Sankofa Studies

Georgia Gilmore & The Club From Nowhere

February 3, 2020

The Civil Rights Movement has so many unsung heroes. One of the people whose name should be just as recognizable as Rosa Parks is Georgia Gilmore.

Prior to Rosa Parks taking her defiant stand, Georgia Gilmore had an experience on the bus that made her vow to never ride it again. After the movement began, Gilmore, who worked as a cook, decided she would use her culinary talents to feed and fund the resistance, which came to be known as the Montgomery bus boycott. She organized women to form the Club From Nowhere, a clandestine group that prepared savory meals (fried chicken sandwiches, fried fish, pork chops, greens, lima beans) and baked goods (peach pie, poundcakes) and sold them out of their homes, in local establishments and at protest meetings.

The resistance lasted 381 days and involved weekly strategy sessions, protests and an improvised car pool system with 300 cars and dozens of pickup and drop-off locations — all of which utilized the hundreds of dollars that the club raised.

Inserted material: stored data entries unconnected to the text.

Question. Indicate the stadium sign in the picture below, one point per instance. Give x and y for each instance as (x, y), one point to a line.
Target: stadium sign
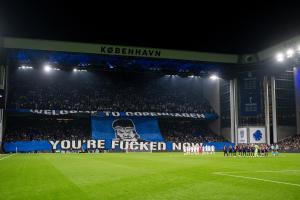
(206, 116)
(118, 145)
(130, 51)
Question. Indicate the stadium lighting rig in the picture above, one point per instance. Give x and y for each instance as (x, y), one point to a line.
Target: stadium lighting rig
(214, 77)
(79, 70)
(25, 67)
(48, 68)
(288, 54)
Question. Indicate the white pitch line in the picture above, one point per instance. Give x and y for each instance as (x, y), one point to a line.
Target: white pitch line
(6, 157)
(258, 179)
(265, 171)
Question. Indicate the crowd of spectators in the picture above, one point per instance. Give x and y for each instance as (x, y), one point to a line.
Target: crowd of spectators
(290, 143)
(29, 129)
(105, 93)
(188, 131)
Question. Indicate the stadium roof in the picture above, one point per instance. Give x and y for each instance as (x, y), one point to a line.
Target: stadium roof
(106, 49)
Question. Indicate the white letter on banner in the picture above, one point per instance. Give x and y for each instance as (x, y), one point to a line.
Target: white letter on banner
(186, 144)
(176, 146)
(115, 143)
(115, 114)
(134, 145)
(65, 144)
(128, 113)
(124, 145)
(74, 144)
(54, 144)
(101, 144)
(47, 112)
(63, 112)
(137, 114)
(143, 146)
(145, 114)
(153, 146)
(161, 146)
(91, 144)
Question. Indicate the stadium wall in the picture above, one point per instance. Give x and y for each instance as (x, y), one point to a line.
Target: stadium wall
(297, 96)
(212, 94)
(285, 131)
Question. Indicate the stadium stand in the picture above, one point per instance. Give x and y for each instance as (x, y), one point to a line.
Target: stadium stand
(111, 93)
(290, 143)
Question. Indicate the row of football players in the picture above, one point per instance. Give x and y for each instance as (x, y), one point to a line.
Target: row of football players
(251, 150)
(199, 149)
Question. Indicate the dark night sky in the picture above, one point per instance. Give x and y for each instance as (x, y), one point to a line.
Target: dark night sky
(242, 28)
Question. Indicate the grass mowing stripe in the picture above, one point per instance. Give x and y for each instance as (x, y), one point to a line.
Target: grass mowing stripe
(6, 157)
(258, 179)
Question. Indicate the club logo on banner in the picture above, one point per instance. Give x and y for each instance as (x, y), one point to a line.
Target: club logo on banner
(125, 130)
(257, 135)
(242, 135)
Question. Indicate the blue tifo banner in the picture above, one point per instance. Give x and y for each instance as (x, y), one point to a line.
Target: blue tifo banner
(125, 129)
(116, 145)
(203, 116)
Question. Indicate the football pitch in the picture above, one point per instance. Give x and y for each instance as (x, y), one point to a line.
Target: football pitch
(148, 176)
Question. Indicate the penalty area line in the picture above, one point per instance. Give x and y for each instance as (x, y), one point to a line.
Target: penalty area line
(6, 157)
(257, 179)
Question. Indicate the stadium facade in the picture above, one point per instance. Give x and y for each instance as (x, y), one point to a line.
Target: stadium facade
(255, 95)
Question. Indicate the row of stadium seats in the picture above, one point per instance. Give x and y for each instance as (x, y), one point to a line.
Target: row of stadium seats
(71, 128)
(68, 91)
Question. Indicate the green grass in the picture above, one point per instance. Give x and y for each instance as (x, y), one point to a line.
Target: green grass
(147, 176)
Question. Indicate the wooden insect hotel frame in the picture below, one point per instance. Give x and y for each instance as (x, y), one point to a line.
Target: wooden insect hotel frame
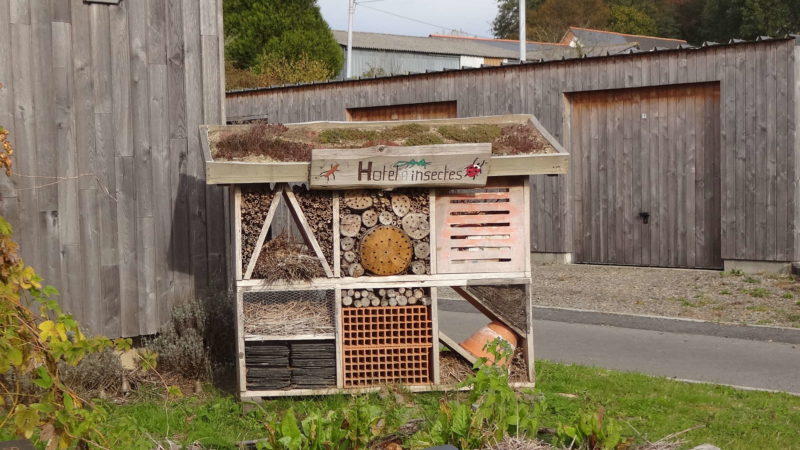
(347, 300)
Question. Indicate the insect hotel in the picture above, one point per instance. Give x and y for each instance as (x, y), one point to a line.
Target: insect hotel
(345, 234)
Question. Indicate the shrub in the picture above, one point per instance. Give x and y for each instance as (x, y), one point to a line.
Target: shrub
(96, 373)
(180, 345)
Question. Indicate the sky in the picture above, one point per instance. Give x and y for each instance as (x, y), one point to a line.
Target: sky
(440, 16)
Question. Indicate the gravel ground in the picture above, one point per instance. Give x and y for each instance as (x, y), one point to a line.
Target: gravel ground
(733, 297)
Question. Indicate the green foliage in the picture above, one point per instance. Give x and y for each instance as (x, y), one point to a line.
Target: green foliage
(276, 71)
(257, 30)
(506, 24)
(758, 292)
(593, 431)
(552, 18)
(492, 410)
(628, 19)
(36, 339)
(353, 426)
(344, 135)
(472, 133)
(424, 139)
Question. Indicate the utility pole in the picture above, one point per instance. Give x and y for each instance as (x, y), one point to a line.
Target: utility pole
(350, 12)
(522, 52)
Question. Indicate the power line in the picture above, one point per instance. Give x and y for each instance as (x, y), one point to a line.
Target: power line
(417, 20)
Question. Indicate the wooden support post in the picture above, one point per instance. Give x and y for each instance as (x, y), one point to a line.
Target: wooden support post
(337, 245)
(528, 341)
(273, 207)
(236, 191)
(240, 360)
(434, 232)
(337, 323)
(305, 230)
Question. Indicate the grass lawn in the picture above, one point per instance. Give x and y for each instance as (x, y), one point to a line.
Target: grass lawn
(648, 408)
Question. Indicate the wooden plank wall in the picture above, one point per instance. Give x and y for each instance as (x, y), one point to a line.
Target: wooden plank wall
(109, 202)
(759, 114)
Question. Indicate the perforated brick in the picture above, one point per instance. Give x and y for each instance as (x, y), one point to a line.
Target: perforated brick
(390, 344)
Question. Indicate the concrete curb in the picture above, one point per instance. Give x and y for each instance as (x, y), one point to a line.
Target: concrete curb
(652, 323)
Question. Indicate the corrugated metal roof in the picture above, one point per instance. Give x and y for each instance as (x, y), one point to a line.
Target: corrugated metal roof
(589, 37)
(630, 51)
(420, 44)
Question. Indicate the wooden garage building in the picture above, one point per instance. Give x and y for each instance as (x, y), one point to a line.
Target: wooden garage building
(685, 157)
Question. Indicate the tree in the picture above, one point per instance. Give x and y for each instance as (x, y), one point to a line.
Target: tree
(506, 24)
(288, 30)
(551, 19)
(627, 19)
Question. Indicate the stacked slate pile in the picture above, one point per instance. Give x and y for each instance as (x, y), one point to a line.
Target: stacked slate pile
(267, 365)
(313, 364)
(290, 365)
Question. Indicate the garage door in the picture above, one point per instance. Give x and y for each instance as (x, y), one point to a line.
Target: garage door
(646, 176)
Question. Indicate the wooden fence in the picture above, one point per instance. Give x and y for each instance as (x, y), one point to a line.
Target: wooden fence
(108, 200)
(758, 121)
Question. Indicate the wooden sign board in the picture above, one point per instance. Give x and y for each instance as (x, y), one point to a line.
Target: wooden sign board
(386, 167)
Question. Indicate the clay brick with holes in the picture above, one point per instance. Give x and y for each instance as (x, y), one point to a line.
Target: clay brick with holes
(482, 229)
(391, 344)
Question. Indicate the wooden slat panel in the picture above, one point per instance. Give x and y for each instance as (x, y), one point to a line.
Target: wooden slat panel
(474, 251)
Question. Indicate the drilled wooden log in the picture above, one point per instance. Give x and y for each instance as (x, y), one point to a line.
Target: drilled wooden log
(357, 200)
(401, 204)
(369, 218)
(350, 225)
(416, 225)
(422, 249)
(356, 270)
(347, 243)
(386, 218)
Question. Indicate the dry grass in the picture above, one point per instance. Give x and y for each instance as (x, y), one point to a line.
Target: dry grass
(283, 259)
(519, 139)
(452, 368)
(277, 143)
(287, 317)
(261, 139)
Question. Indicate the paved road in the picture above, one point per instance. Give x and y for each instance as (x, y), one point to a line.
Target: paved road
(738, 362)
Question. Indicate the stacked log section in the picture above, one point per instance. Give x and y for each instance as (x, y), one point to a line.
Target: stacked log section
(362, 298)
(317, 206)
(363, 212)
(256, 199)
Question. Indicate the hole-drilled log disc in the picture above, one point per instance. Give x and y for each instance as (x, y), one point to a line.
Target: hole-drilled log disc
(386, 218)
(369, 218)
(416, 225)
(401, 204)
(350, 225)
(357, 200)
(347, 243)
(386, 251)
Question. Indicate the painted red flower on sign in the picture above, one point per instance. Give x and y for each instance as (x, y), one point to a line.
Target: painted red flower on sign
(475, 169)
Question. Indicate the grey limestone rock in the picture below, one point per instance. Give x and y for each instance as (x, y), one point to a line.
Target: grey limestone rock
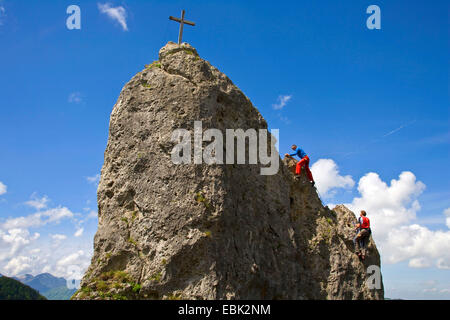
(198, 231)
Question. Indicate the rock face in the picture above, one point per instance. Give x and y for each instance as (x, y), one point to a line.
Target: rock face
(198, 231)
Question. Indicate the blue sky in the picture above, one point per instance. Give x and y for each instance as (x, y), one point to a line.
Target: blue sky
(366, 105)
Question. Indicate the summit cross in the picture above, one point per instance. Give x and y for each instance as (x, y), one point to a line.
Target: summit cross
(182, 22)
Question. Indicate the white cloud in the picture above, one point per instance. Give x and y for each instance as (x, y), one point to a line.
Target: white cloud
(75, 97)
(22, 251)
(92, 215)
(70, 259)
(327, 178)
(19, 265)
(79, 232)
(447, 219)
(118, 14)
(38, 219)
(392, 210)
(58, 237)
(281, 102)
(94, 179)
(419, 263)
(3, 188)
(14, 240)
(37, 203)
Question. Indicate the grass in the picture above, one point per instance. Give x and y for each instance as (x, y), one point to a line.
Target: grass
(200, 198)
(136, 288)
(156, 277)
(132, 241)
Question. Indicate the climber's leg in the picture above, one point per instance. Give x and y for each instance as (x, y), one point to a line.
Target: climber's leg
(356, 243)
(298, 167)
(308, 172)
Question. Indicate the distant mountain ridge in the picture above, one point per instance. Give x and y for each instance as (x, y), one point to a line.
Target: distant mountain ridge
(53, 288)
(12, 289)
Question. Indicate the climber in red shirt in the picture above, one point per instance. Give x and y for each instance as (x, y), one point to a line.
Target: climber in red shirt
(304, 161)
(363, 235)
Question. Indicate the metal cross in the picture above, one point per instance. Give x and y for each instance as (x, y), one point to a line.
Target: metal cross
(182, 22)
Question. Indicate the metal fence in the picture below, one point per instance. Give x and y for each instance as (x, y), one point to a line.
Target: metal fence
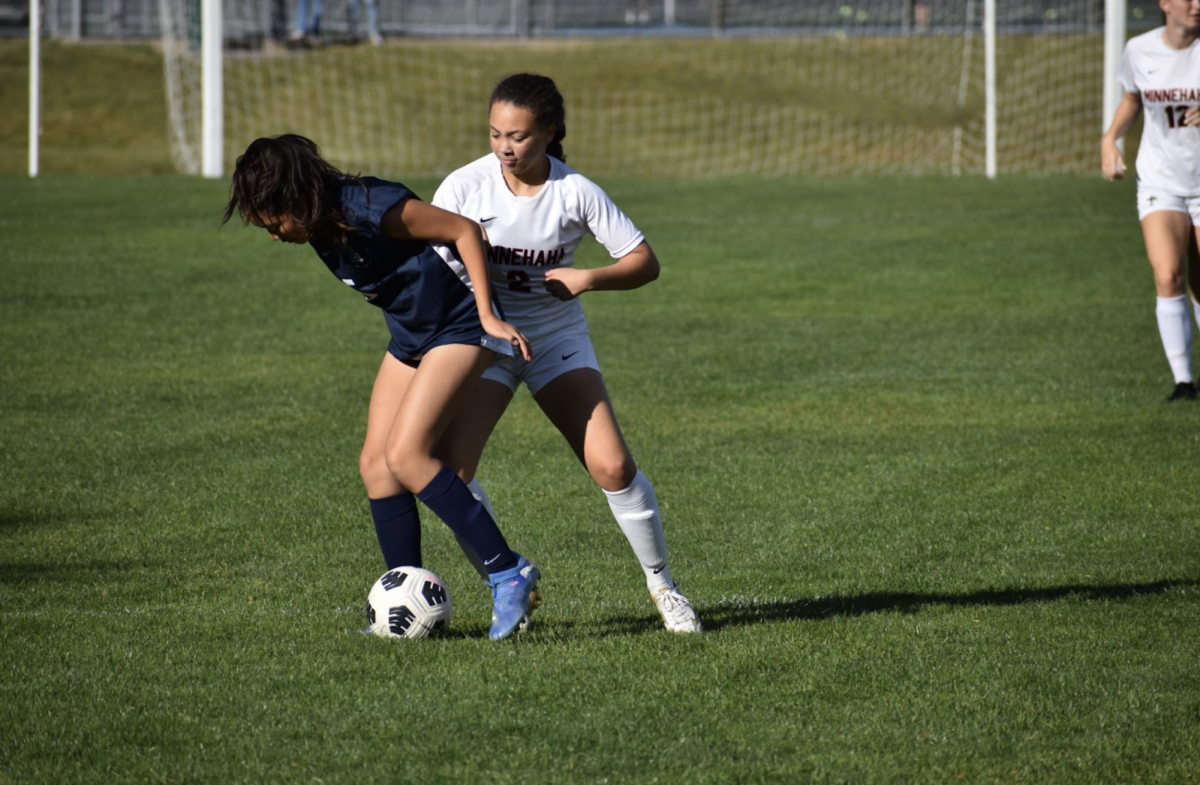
(79, 19)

Gilmore’s activism did not stop with the Montgomery Bus Boycott. In December 1958, she was part of a class-action lawsuit to desegregate Montgomery’s public parks. Though segregation in the parks had been deemed unconstitutional by the district court, the practice had continued. Private segregated white schools, for instance, had been allowed to use public recreational facilities for football and baseball games, meaning that taxpayers were subsidizing segregated schools.

She made that argument in Georgia Theresa Gilmore v. City of Montgomery, in which the United States Supreme Court, in 1974, ruled the practice unconstitutional.

Gilmore died on March 9, 1990, at 70. The cause was peritonitis, an inflammation of tissue in the abdomen. At her death she had been cooking food in celebration of the 25th anniversary of the march from Selma to Montgomery; the food was served to her mourners.

She and the countless other women of the Montgomery community are heroes.